Appointed by President Franklin Delano Roosevelt, Perkins pushed social reforms that millions of Americans rely on today, including Social Security, a federal minimum wage, unemployment benefits and the 40 hour workweek.

She advocated for New Deal programs like the Civilian Conservation Corps, the Depression-era program that put people to work on environmental projects.

Before joining Roosevelt’s Cabinet, Perkins fought for worker rights in New York City and helped convince the state legislature to limit working hours for women to 55 hours per week. 

Perkins witnessed the Triangle Shirtwaist Factory fire, which killed nearly 150 workers, mostly women, spurring her advocacy for worker’s rights.

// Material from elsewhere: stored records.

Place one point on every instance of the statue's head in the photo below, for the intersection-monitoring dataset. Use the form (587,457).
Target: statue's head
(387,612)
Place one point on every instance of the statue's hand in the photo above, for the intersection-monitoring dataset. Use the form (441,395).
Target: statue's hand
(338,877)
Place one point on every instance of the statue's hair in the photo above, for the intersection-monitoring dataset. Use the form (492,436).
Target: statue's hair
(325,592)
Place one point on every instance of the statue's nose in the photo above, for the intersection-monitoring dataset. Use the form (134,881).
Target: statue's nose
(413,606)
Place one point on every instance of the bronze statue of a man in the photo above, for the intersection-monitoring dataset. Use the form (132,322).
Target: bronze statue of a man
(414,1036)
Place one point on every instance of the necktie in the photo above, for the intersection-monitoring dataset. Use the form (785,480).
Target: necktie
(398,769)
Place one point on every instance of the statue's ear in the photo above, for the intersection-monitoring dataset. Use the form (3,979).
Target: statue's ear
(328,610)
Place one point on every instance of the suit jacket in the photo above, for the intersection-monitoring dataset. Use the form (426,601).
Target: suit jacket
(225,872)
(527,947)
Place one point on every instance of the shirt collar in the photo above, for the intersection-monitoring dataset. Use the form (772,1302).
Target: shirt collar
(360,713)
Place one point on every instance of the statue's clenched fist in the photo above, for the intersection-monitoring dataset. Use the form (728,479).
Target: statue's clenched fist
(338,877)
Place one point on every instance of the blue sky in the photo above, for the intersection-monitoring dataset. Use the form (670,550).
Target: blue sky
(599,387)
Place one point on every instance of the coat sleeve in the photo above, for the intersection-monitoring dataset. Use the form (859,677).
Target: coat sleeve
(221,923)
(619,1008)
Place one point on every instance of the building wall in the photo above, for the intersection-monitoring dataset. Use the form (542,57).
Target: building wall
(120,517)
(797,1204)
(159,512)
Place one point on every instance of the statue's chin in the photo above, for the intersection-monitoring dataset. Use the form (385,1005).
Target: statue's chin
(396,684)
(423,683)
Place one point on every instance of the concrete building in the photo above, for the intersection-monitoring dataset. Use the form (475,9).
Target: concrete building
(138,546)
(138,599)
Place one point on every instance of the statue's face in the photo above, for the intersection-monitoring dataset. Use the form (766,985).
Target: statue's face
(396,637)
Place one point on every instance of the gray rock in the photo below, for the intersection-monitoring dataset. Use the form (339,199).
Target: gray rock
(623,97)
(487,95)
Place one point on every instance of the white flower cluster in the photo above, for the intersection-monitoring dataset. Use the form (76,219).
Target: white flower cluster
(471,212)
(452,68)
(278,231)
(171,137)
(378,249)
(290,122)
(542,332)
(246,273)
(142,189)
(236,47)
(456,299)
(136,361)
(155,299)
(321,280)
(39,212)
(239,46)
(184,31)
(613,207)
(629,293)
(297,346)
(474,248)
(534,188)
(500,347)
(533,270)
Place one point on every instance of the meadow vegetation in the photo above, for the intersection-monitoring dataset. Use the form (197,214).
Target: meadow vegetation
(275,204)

Perkins was in the minority in Roosevelt’s Cabinet in supporting refuge for Jewish immigrants fleeing European anti-Semitism. She convinced Roosevelt to combine immigration quotas for Germany and Austria, allowing Austrian Jews to have better odds of entering the U.S.

Perkins did not become a hero to women’s rights advocates, though, in part because she did not wholly embrace the push for the Equal Rights Amendment.

“The male historians of the ‘Mad Men’ era that came after her sort of began systematically erasing her from history, and then when the women’s movement came along, they never embraced her because she had an ambivalent attitude toward the Equal Rights Amendment,” said Kirstin Downey, a former Washington Post reporter.